Le bruit et la furie : portrait d'un président

Paul Éluard a dit que c'est dans nos héros que se trouvent les plus beaux rêves de demain. S'il y a un peuple qui peut être reconnu dans cette phrase, c'est bien les États-Unis. Un pays qui s'est construit sur ses jalons fondateurs, ou sur des mythes, comme le Mayflower ou la guerre d'indépendance, mais qui, dans l'épopée et la poésie de ses héros, anciens et modernes, et dans son sens du respect pour eux, a posé un fondement extraordinaire pour leur union et leurs plus beaux rêves de demain.
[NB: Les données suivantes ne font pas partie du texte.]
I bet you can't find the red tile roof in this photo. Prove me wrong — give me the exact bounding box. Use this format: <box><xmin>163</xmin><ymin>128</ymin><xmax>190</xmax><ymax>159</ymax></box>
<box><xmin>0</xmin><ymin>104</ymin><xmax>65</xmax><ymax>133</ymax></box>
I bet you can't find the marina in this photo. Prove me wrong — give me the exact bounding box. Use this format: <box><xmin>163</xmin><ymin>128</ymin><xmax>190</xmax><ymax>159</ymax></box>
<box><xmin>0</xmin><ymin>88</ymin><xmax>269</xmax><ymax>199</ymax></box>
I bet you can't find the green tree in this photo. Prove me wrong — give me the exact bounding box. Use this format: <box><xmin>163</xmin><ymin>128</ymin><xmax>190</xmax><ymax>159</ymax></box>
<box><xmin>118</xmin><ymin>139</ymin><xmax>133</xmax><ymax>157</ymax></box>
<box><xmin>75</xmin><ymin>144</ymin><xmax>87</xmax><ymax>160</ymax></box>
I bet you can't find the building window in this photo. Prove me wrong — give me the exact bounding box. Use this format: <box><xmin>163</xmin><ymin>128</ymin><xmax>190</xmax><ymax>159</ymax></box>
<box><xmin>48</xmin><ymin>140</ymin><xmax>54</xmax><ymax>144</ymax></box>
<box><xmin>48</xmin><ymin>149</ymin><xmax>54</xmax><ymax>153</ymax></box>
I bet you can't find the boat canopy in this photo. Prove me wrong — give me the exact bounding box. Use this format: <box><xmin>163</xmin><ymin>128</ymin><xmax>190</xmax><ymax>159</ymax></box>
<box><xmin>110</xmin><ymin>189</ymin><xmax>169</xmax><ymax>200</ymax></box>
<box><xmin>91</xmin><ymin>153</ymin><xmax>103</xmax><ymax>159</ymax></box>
Le 25 août 2018, avec la mort de John McCain, considéré comme un héros de la guerre du Vietnam, ce sentiment a été brisé. Les anciens présidents George Bush et Barack Obama ont assisté aux funérailles du sénateur républicain, où les républicains et les démocrates lui ont rendu hommage. Donald Trump, qui considérait John McCain comme son ennemi intime parce que ce dernier critiquait ouvertement son administration, ne s'est pas présenté, enfreignant ainsi l'une des règles sur lesquelles repose l'idiosyncrasie et l'imagination collective des Américains : leurs héros sont sacrés. De plus, le chef du parti républicain ne le considérait pas comme un héros car il avait été capturé pendant la guerre. Cette déclaration est peut-être le meilleur portrait de la personne la plus puissante du monde. Parce qu'il n'y a pas de meilleur témoignage de qui est Trump que ses propres mots et son comportement.
Cette performance sans précédent révèle tout le chemin parcouru et à parcourir par le président américain. Tout ce qui semblait stable, incontestable et un signe indélébile de la grandeur de l'âme du peuple américain a été délégitimé par Trump ; ou du moins il a essayé de le faire au gré de ses intérêts et de ses humeurs. Une sorte de révisionnisme exterminateur dont le but est de dépraver le système et ses institutions à sa convenance.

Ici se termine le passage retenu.